In [1]:
"""
SBM API Data Filter (Julia Version)
Adapted from James Yuming Yu (5 June 2023)

Silas Kwok, 31 July 2023
"""

"SBM API Data Filter (Julia Version)\nAdapted from James Yuming Yu (5 June 2023)\n\nSilas Kwok, 31 July 2023\n"

In [2]:
#Pkg.add("ConfigEnv")
#Pkg.add("DotEnv")
#Pkg.add("HTTP")
#Pkg.add("URIs")
#Pkg.add("JSON")
#Pkg.add("JSON")
#Pkg.add("Dates")
#Pkg.add("DataStructures")

using Pkg, DotEnv, HTTP, URIs, JSON, Dates, DataStructures

In [3]:
function matches(keywords, phrase)
    # checks if any of the keywords are in the phrase
    for keyword in keywords
        if occursin(keyword, phrase)
            return true
        end
    end
    return false
end

matches (generic function with 1 method)

In [4]:
mapinator_data = HTTP.get("https://support.econjobmarket.org/api/mapinator", timeout = 120)
placements = JSON.parse(String(mapinator_data.body))

n = 0
for p in placements
    if n < 1
        println("........")
        for(key, value) in p
            println(key, " => ", value)
        end
        println("........")
    end
    n += 1
end

........
to_shortname => Economics, Tsinghua University
created_at => 2019-07-02 15:40:46
to_name => Tsinghua University
to_department => Department of Economics, School of Economics and Management
to_latitude => 39.999567
name => Development; Growth
category_id => 1
from_shortname => Economics, Univ of Michigan
to_oid => 623
description => Academic organization (economics department)
startdate => 2010-01-01
recruiter_type => 1
from_oid => 186
position_name => Associate Professor
rank => 14
created_by => 10
aid => 2121
to_institution_id => 535
postype => 2
latitude => 42.2738566
to_longitude => 116.331991
from_institution_id => 4173
to_rank => 86
longitude => -83.7375824
from_department => Department of Economics
from_institution_name => University of Michigan
........


In [5]:
function process_data(DEBUG_LEVEL)
    # STEP 1a: retrieve the placement outcomes
    # NOTE: request times out after 120 seconds. If the data takes longer than 120s to download, adjust the timeout.
    try
        mapinator_data = HTTP.get("https://support.econjobmarket.org/api/mapinator", timeout = 120)
        placements = JSON.parse(String(mapinator_data.body))
    catch e
        error("Failed to retrieve data from the API: $e")
    end

    # STEP 1b: group placements by applicant ID and eliminate "oid 893" positions (Ocean and Crow)
    # TODO: are the json fields strictly typed? is there a way to easily compensate if the variable types change?

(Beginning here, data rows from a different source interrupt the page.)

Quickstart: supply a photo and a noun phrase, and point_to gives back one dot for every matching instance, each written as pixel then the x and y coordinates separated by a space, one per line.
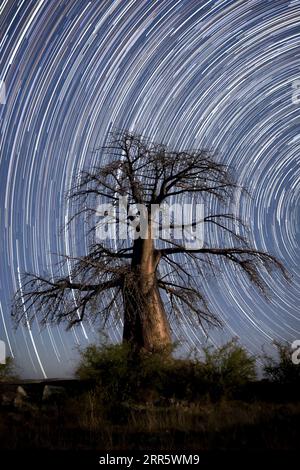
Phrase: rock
pixel 22 392
pixel 20 397
pixel 52 392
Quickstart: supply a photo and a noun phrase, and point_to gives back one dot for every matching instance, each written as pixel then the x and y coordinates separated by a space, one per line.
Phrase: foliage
pixel 282 369
pixel 126 376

    applicant_outcomes = Dict{Any, Vector}()
    applicant_ids = Set{Any}()
    num_outcomes_selected = 0

    for outcome in placements
        push!(applicant_ids, outcome["aid"])
        if outcome["to_oid"] != 893
            push!(get!(applicant_outcomes, outcome["aid"], Vector()), outcome)
            num_outcomes_selected += 1
        end
    end

    if DEBUG_LEVEL > 0
        println("  ", length(placements), " total placement outcomes")
        println("- ", length(placements) - num_outcomes_selected, " outcomes at Ocean and Crow")
        println("  ", num_outcomes_selected, " outcomes not at Ocean and Crow")
        println()
        println("  ", length(applicant_ids), " total applicants with placements")
        println("- ", length(applicant_ids) - length(applicant_outcomes), " total applicants with exclusively outcomes at Ocean and Crow")
        println("  ", length(applicant_outcomes), " applicants with outcomes not at Ocean and Crow")
        println()
    end
    # --------------------------------------------------------------------------------------------------------------------------------------------

    # STEP 2a: determine the first placement outcome of each individual that occurred after the individual graduated
    # we need to know what the first outcome is BEFORE we filter on types of outcomes, as otherwise we will get incorrectly-identified "first-time positions"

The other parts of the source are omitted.